Let’s convert decimal measurements to fractions, which is particularly useful for imperial measurements:

dplyr::tibble(
  item = c("Bolt A", "Bolt B", "Bolt C", "Bolt D"),
  length = c(0.25, 0.5, 0.75, 1.375)
) |>
  gt() |>
  fmt_fraction(columns = length)
item length
Bolt A 1/4
Bolt B 1/2
Bolt C 3/4
Bolt D 1 3/8

The decimal lengths are now displayed as fractions: 1/4, 1/2, 3/4, and 1 3/8. This presentation is immediately recognizable to anyone who has worked with imperial measurements.

The accuracy argument lets you constrain fractions to specific denominators:

dplyr::tibble(
  item = c("Cut 1", "Cut 2", "Cut 3"),
  measurement = c(0.3333, 0.6667, 0.125)
) |>
  gt() |>
  fmt_fraction(columns = measurement, accuracy = 8)
item measurement
Cut 1 3/8
Cut 2 5/8
Cut 3 1/8

With accuracy = 8, all fractions use eighths as the maximum denominator. The value 0.3333 rounds to 3/8 rather than displaying as 1/3. This is particularly useful when working with standard measurement increments.

3.2 Scientific and engineering formats

When dealing with very large or very small numbers, exponential notation provides a compact and standardized representation. The gt package offers two functions for this purpose: fmt_scientific() and fmt_engineering(). While both express numbers as a coefficient multiplied by a power of 10, they differ in a crucial way that affects readability in different contexts.

Scientific notation expresses any number in the form m × 10^n, where the mantissa m is a value between 1 and 10 (specifically, 1 ≤ |*m*| < 10).
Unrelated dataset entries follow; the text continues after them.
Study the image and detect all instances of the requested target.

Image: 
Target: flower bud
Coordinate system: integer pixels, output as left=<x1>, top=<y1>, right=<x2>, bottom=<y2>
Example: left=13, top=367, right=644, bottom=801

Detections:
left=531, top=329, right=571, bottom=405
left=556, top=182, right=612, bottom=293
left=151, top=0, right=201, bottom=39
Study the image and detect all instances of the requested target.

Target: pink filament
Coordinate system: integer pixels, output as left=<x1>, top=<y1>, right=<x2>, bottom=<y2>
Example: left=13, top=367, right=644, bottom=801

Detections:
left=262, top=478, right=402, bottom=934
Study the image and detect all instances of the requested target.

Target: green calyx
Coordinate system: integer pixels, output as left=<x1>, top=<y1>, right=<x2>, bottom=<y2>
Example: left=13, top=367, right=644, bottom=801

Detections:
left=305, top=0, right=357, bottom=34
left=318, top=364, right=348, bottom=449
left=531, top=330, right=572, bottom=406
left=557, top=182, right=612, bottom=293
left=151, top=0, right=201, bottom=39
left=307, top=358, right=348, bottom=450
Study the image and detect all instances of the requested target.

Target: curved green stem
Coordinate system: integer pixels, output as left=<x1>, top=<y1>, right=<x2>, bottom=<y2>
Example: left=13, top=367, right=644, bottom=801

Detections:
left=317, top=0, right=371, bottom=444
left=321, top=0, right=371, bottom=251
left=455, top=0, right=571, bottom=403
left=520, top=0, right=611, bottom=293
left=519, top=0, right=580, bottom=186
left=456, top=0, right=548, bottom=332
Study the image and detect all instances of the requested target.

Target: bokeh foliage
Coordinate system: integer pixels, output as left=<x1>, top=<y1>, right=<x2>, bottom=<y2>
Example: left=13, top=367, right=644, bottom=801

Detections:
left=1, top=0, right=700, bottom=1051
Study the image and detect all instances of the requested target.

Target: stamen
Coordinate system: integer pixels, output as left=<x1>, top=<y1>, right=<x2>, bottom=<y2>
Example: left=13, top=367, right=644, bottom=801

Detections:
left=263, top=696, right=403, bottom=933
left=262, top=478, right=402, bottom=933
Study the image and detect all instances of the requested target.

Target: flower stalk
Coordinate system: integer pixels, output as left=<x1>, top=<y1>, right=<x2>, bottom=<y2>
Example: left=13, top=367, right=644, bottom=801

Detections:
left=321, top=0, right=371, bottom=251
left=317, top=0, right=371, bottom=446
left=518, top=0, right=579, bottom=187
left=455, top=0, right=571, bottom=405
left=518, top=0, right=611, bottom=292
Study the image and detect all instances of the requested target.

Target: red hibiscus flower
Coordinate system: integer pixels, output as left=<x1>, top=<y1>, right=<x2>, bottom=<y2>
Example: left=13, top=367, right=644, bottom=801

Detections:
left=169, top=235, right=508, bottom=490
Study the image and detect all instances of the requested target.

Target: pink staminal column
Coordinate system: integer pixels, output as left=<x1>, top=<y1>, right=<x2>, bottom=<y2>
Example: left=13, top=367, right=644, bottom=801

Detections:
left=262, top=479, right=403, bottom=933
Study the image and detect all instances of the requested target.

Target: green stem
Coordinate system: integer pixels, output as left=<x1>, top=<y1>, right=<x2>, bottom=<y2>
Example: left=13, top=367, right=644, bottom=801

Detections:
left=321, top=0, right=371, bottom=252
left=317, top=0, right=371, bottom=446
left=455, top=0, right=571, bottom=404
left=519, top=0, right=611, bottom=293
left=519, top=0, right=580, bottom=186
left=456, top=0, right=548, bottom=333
For example:

  • 4,700 becomes 4.70 × 10^3
  • 0.00022 becomes 2.20 × 10^-4
  • 299,792,458 becomes 2.998 × 10^8

This format is standard in scientific publications because it normalizes all values to the same mantissa range, making it easy to compare orders of magnitude at a glance.

Engineering notation is a variant where the exponent is always a multiple of three (... -6, -3, 0, 3, 6, 9 ...). This means the mantissa falls between 1 and 1000 (specifically, 1 ≤ |*m*| < 1000). The same numbers become:

  • 4,700 becomes 4.70 × 10^3 (same as scientific)
  • 0.00022 becomes 220 × 10^-6 (not 2.20 × 10^-4)
  • 299,792,458 becomes 299.8 × 10^6 (not 2.998 × 10^8)

Why use engineering notation? The exponents align with SI unit prefixes: 10^3 is kilo (k), 10^6 is mega (M), 10^9 is giga (G), 10^-3 is milli (m), 10^-6 is micro (μ), and so forth. An engineer reading “220 × 10^-6 amperes” immediately recognizes this as “220 microamperes” or “220 μA”. This mental translation is far easier than converting “2.20 × 10^-4 amperes” to the same quantity.

The choice between formats depends on your audience:

  • Scientific notation for academic papers, scientific journals, and contexts where normalized mantissas aid comparison
  • Engineering notation for technical reports, electronics documentation, and contexts where SI prefixes are the norm

Let’s see both formats applied to the same data:

dplyr::tibble(
  quantity = c("Resistance", "Capacitance", "Frequency"),
  value = c(4700, 0.000022, 2400000)
) |>
  gt() |>
  cols_add(scientific = value, engineering = value) |>
  fmt_scientific(columns = scientific) |>
  fmt_engineering(columns = engineering) |>
  cols_hide(columns = value) |>
  cols_move(columns = scientific, after = quantity)
quantity scientific engineering
Resistance 4.70 × 103 4.70 × 103
Capacitance 2.20 × 10−5 22.00 × 10−6
Frequency 2.40 × 106 2.40 × 106

The table shows the same values in both notations side by side. Notice how the engineering notation values (4.70 × 10^3, 22.00 × 10^-6, 2.40 × 10^6) correspond directly to 4.7 kΩ, 22 μF, and 2.4 MHz. These are common ways to express electronic component values.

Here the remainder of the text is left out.